The tourism industry in New York reliably added more than $20 billion annually to the city’s economy prior to the COVID-19 pandemic, which reduced it to a fraction of what it was. And when tourists began to return last year, the Omicron variant brought our recovery to a grinding halt, prolonging the economic uncertainty of the hundreds of thousands of New Yorkers who work in the restaurant, entertainment and hospitality industries.
Tourism isn’t just about Times Square: It’s also about restaurants and bars, sight-seeing tours and historical attractions, and family businesses in the outer-boroughs – all devastated by the lack of visitors. And the backbone of the tourism industry – hotels – have suffered so much loss over the last two years, without government relief or a real uptick in business. There is now a real question as to whether or not hundreds of businesses will survive, unless government steps up to save them.
According to the Hotel Association of NYC, more than 112 hotels across the city have permanently closed through COVID-19, and of the 50,000 good-paying jobs the hotel industry once represented, only 20,000 have returned. Those jobs were a path to the middle-class, supporting families and, by extension, communities in our boroughs of Brooklyn and Queens. And hotels contributed $3 billion in tax revenue annually – that’s money that our schools, public safety and our hospitals are losing out on.
Conservative projections before the arrival of the omicron variant estimated a full recovery for hotels in 2025. But now, without help, hotels may never recover. That’s because late last year, the struggling industry was dealt a huge blow when then-Mayor Bill de Blasio signed the “Severance Law,” which requires hotels shuttered by COVID-19 to pay out millions of dollars more in severance – effectively enhanced, privately funded unemployment – to furloughed workers that it simply doesn’t have after two years of reduced business.
The hotel industry had already paid out an unprecedented half-a-billion dollars in unemployment and benefits to furloughed workers during the height of the pandemic, in addition to federal unemployment and enhanced unemployment provided by the state. Even more, hotels in New York face a property tax burden that is double that which hotel owners in other major markets must pay – and the debt interest on those taxes accrues at an annual rate of 18% on late payments.
Without relief from City Hall and the City Council, hotels across the city will continue to be forced to close, cutting more jobs as all the federal and state protections for families through COVID-19 have long expired.
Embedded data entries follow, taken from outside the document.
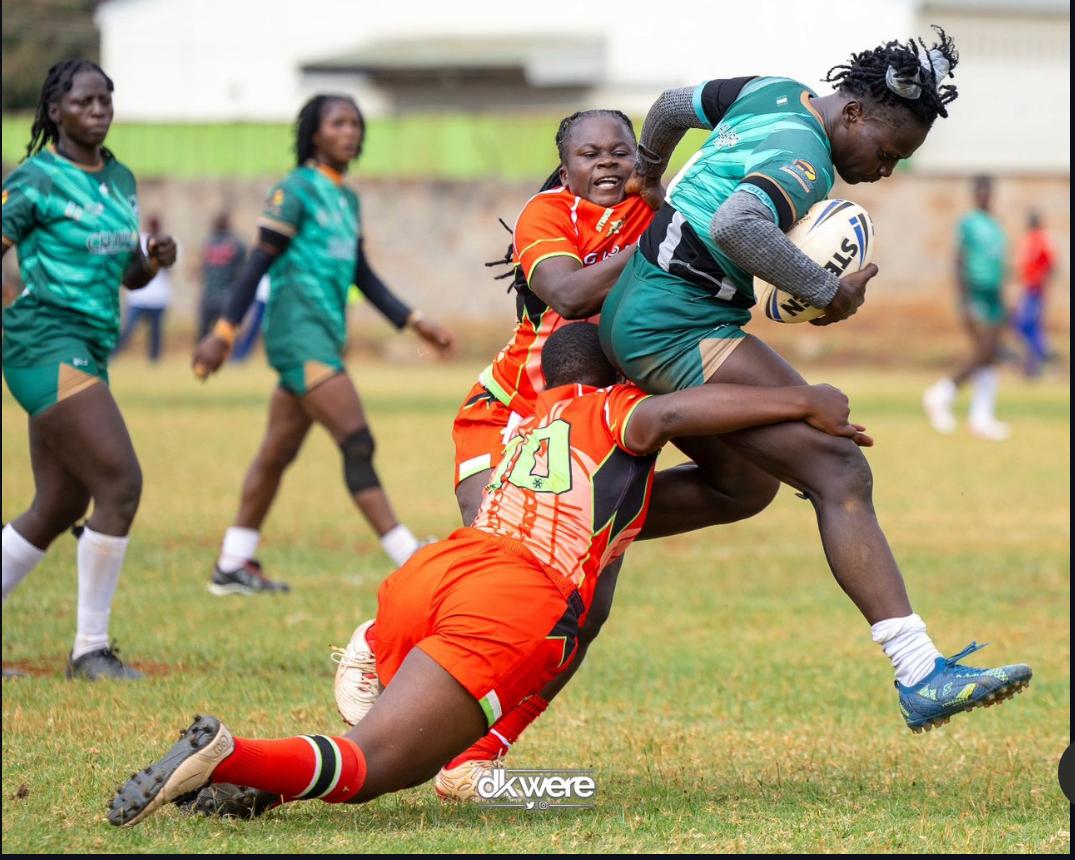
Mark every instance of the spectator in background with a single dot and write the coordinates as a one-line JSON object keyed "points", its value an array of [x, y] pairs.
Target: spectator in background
{"points": [[149, 302], [223, 259], [980, 269], [1036, 261], [248, 337]]}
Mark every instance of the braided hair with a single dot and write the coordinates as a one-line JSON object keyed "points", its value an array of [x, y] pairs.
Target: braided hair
{"points": [[873, 72], [554, 181], [58, 81], [310, 122]]}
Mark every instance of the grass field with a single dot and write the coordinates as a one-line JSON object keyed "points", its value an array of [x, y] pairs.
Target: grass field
{"points": [[734, 702]]}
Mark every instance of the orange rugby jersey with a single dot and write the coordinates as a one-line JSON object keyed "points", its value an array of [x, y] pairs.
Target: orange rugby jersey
{"points": [[555, 224], [568, 487]]}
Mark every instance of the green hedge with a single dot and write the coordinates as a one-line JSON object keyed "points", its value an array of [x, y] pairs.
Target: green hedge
{"points": [[443, 146]]}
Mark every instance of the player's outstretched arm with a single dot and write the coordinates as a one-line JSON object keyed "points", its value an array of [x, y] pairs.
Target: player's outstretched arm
{"points": [[708, 410], [575, 291], [214, 347]]}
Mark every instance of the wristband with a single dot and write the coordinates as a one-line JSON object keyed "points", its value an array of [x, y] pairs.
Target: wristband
{"points": [[225, 331]]}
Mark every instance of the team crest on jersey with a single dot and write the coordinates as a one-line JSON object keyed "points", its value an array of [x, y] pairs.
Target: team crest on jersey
{"points": [[803, 173]]}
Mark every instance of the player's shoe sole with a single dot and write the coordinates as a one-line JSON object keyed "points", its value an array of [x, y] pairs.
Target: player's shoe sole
{"points": [[186, 768], [952, 688], [460, 783]]}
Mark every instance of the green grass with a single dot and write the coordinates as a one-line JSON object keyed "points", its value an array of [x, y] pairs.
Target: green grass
{"points": [[441, 146], [733, 703]]}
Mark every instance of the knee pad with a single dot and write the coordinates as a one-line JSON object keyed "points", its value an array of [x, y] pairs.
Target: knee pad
{"points": [[358, 461]]}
Without a more common sense approach to reviving our tourism economy, we also will become far less competitive as we compete with other cities for tourists and investment in the industry. We can’t afford to be a hostile business environment right now – especially to businesses that provide a source of good wages and benefits for a workforce predominantly made up of people of color and immigrants.
Helping hotels is a down payment on our recovery – plain and simple. To offer real relief for hotels that will rescue our tourism industry, the city must reduce property tax assessments to match reality, forgive interest payments on hotels that can’t pay their taxes for the next few years, and lower the tax rate visitors pay on their rooms to make New York more competitive as a destination. Otherwise, our City will not be very hospitable to the hospitality industry – and we will lose thousands of jobs and billions in tax revenue, forever.
Tom Grech is President & CEO of the Queens Chamber of Commerce and Randy Peers is President & CEO of the Brooklyn Chamber of Commerce.